Mark Porter used a racial slur against the 7-year-old boy Nov. 3, 2016, at their apartment complex and then zapped the child’s father with a stun cane when he intervened, and a jury convicted him in March of committing a federal hate crime with a dangerous weapon, reported KSTU-TV.
“I just said, ‘Get out of here you little stinking n*gger,'” Porter told FBI agents during his arrest, which was recorded on body camera video. “I said, ‘I got something for you,’ and I come out, and I held my Zap Cane out, right? And [the father] walked up against it, and it went against his chest.”
The 59-year-old Porter moved from Draper to Arizona since the incident but was extradited back to Utah to face charges.
Porter ranted against black people during his arrest in September, and he delivered another racist tirade during his sentencing.
“See, Hitler had the right idea, the wrong people,” Porter told FBI agents. “Should’ve gassed n*ggers.”
He asked the agent if he was a “white trash n*gger lover,” and says, “I don’t respect them — they’re not human.”
Porter told federal agents that he had notified apartment management about his racist views before his attack on the family.
“I don’t want nothing to do with them, and I even told them when I moved in, I said, ‘I don’t want to live next to any of them,’” Porter told authorities. “I told them at the complex.”

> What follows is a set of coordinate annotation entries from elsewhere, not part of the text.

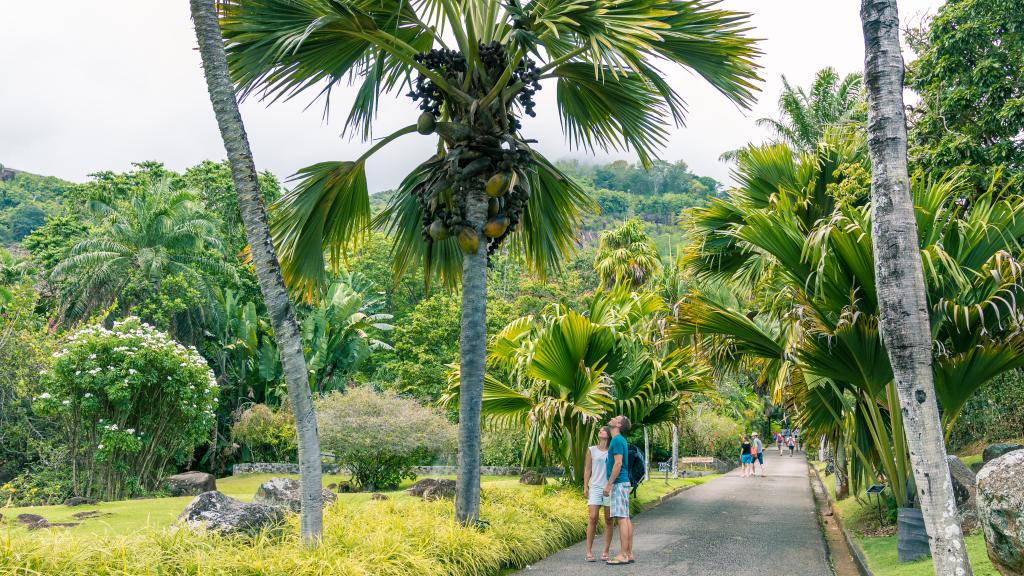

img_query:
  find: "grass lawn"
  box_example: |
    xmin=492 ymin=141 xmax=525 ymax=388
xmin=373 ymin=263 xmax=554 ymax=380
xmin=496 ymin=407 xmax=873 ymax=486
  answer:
xmin=0 ymin=474 xmax=717 ymax=536
xmin=818 ymin=456 xmax=999 ymax=576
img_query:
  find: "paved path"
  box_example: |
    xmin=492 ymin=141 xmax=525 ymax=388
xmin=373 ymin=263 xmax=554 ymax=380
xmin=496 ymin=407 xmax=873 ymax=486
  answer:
xmin=519 ymin=450 xmax=833 ymax=576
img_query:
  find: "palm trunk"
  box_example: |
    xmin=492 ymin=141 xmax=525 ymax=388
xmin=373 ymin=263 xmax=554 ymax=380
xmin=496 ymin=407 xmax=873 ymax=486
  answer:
xmin=836 ymin=433 xmax=850 ymax=500
xmin=190 ymin=0 xmax=324 ymax=544
xmin=455 ymin=187 xmax=487 ymax=524
xmin=860 ymin=0 xmax=972 ymax=565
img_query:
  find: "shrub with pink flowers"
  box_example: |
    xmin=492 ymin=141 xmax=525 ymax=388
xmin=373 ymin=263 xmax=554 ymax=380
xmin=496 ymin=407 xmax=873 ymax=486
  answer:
xmin=34 ymin=318 xmax=218 ymax=500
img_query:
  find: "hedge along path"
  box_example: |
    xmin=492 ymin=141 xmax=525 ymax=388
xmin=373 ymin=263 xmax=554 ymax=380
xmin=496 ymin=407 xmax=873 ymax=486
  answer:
xmin=519 ymin=450 xmax=833 ymax=576
xmin=0 ymin=487 xmax=587 ymax=576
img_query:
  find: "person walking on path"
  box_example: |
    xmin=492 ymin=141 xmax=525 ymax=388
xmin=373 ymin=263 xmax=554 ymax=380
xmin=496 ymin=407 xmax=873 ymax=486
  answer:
xmin=751 ymin=433 xmax=765 ymax=476
xmin=739 ymin=434 xmax=754 ymax=478
xmin=604 ymin=415 xmax=636 ymax=566
xmin=583 ymin=426 xmax=612 ymax=562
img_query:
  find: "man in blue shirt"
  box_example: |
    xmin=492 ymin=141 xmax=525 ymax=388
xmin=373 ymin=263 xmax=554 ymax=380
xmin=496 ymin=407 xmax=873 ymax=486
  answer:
xmin=604 ymin=416 xmax=635 ymax=565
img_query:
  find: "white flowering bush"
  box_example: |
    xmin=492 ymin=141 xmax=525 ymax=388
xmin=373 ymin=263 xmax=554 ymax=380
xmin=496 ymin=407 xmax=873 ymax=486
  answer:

Porter was sentenced Thursday to nine months in prison, with credit for time he’s already served, which means he’s eligible for release June 15 — but that didn’t stop him from trying to justify his racism to U.S. District Judge Dee Benson.
“I just don’t like seeing them or being around them,” Porter said.

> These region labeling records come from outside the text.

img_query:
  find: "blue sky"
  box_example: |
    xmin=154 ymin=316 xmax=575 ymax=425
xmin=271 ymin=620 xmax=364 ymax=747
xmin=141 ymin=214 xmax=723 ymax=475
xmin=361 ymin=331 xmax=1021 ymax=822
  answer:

He described black people as pimps and drug dealers, and said they commit home invasion robberies.
“They are dangerous people,” Porter said, adding that they were “very violent.”

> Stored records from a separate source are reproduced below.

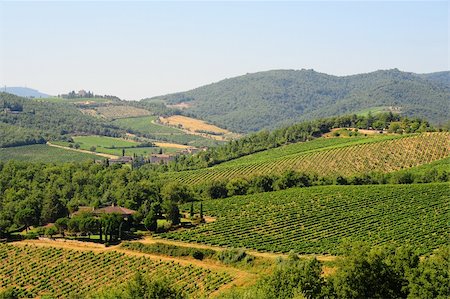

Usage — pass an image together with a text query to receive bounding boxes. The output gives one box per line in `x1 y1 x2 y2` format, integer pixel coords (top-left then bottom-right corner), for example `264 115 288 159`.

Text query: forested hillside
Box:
144 69 450 132
0 92 125 147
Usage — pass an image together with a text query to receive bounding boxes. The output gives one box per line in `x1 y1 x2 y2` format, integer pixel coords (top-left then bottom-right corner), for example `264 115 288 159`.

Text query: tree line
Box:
0 92 125 147
148 112 435 171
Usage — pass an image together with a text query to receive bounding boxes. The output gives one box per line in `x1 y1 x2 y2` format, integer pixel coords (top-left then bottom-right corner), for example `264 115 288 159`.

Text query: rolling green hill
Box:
161 183 450 254
0 144 97 163
166 133 450 185
144 69 450 132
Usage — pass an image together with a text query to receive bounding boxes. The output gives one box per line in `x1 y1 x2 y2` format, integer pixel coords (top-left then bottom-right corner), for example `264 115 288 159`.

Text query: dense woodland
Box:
158 113 435 171
0 92 124 147
0 155 450 238
151 69 450 132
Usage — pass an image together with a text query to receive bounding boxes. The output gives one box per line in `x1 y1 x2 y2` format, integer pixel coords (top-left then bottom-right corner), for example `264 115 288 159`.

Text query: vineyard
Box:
0 144 98 163
160 183 450 254
95 105 150 119
0 244 232 298
164 133 450 185
112 116 219 146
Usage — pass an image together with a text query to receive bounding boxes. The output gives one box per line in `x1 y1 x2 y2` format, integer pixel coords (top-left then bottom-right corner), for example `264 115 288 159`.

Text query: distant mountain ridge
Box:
0 87 49 98
143 69 450 132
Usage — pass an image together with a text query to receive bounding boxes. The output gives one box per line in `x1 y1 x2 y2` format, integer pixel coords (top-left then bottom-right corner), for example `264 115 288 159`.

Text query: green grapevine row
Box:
164 133 450 185
0 244 232 298
161 183 450 254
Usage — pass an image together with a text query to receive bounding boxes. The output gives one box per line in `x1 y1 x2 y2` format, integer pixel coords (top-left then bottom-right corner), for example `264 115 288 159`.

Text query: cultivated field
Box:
113 116 184 135
113 116 220 147
159 115 240 141
160 115 230 135
0 144 99 163
167 133 450 185
34 97 112 104
52 136 159 156
95 105 150 119
0 244 233 298
161 183 450 254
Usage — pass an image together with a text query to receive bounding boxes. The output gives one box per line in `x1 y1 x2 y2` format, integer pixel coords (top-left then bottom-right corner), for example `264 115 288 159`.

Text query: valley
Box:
0 71 450 299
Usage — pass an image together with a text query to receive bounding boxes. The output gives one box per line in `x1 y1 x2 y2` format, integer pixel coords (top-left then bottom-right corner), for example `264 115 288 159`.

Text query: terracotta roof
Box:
93 206 136 216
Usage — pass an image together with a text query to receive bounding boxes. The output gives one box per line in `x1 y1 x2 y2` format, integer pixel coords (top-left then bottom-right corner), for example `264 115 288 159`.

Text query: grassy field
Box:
113 116 218 147
0 244 233 298
161 183 450 254
113 116 184 135
161 115 230 135
0 144 99 163
34 97 112 103
52 136 167 156
95 105 150 119
163 133 450 185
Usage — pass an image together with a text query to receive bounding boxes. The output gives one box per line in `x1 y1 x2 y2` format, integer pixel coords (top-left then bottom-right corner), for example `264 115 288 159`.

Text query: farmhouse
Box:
109 156 133 164
150 154 175 163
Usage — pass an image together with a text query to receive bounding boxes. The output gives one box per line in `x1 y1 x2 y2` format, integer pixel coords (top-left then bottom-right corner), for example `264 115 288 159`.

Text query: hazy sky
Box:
0 1 450 100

The president of the NAACP’s Salt Lake City branch called the sentence a “slap on the wrist,” and federal prosecutors were disappointed that Porter would be released so soon.
“It seems like he hasn’t heard a thing,” said Dave Backman, criminal chief of the U.S. Attorney’s Office. “It was painful to sit there through the sentencing, and to hear what he had to say. He is obviously racist, and we’re very concerned that he has not learned from this.”
Victim Mark Waldvogel, the boy’s father, agreed with prosecutors — who said the sentence would not likely change his long-held racist beliefs.
“My little family and I are extremely disappointed in the judge’s decision regarding the sentencing,” Waldvogel said in a statement. “It’s sad & disheartening. Mr. Porter is a violent and hateful individual who has deep rooted erroneous beliefs. We hope that no one else becomes a victim at the hands of Mr. Porter in the future.”